Conforme se defendeu no Ac.STJ, de 3/6/92, Bol.418/773, não existem razões que distingam o caso do fraccionamento da propriedade singular ou comum original em fracções autónomas de propriedade horizontal, do seu fraccionamento em unidades autónomas completamente independentes, como acontece na divisão da propriedade rústica, quando possível.
No caso da divisão legal e fisicamente possível em unidades independentes, a posse inicial sobre a coisa transfere-se para as partes em que for decomposta e cada um dos sucessores (acedentes) adquire a posse que o antecessor tinha sobre a respectiva parcela, como parte do todo (Ac. do TRG de 26/05/2004, proc. 932/04).

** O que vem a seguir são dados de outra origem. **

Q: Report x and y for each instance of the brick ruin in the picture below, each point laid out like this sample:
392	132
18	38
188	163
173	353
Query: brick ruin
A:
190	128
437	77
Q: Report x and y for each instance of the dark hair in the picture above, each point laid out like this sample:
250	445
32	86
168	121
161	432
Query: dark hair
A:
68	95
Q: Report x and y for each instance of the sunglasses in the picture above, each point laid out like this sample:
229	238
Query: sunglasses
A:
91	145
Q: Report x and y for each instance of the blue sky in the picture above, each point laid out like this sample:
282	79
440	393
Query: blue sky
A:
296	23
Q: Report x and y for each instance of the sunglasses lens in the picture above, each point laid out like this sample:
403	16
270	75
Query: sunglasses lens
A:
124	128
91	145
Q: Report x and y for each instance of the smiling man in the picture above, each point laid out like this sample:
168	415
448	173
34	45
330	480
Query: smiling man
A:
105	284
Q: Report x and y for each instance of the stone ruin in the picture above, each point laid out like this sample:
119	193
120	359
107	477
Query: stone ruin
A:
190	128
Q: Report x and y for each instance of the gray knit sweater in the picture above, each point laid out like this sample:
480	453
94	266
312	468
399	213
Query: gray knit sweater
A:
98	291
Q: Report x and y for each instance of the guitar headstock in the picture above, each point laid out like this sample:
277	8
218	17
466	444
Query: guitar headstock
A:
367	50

O TCPH poderá ser alterado nos termos do art. 1422º-A, nº 1 e 2 e 4 do CC, por acto unilateral constante de escritura pública, não sendo necessária a intervenção de todos os condóminos. Se a PH pode ser constituída por usucapião (art. 1417º, nº 1 do CC), também poderá ser alterada através da invocação da usucapião (defendendo esta possibilidade, vide DURVAL FERREIRA, em “Posse e usucapião”, pág. 446-447, da ed. de 2002, da Almedina, apud Ac. do TRC de 9.05.2006).
No sentido de que pode ser adquirido por usucapião um lugar de estacionamento que integrava no título constitutivo outra fracção, o Ac. do TRC já citado de 9.05.2006, proferido no proc. 966/06.

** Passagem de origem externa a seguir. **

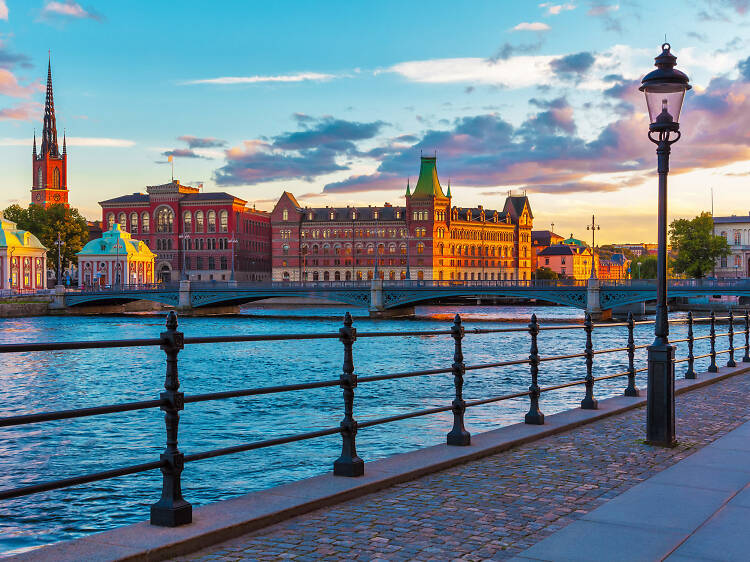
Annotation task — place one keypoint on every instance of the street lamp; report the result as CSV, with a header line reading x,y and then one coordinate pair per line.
x,y
665,90
593,227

E no sentido de que se pode adquirir por usucapião um lugar de estacionamento diferente do que consta do título de PH, o Ac. do TRP de 30.05.2016, proc. nº 1817/11, que confirmou a sentença recorrida que julgou improcedente o pedido dos AA. de reconhecimento da propriedade de um lugar de estacionamento situado a poente sul e julgou procedente o pedido reconvencional dos RR. no sentido do reconhecimento pelos AA. de que o seu lugar do estacionamento é o situado no lado nascente sul por ter sido o que estes quiseram comprar e sempre utilizaram há mais de 28 anos, embora não fosse o que constava no título constitutivo da propriedade horizontal como afecto à fracção habitacional por eles adquirida.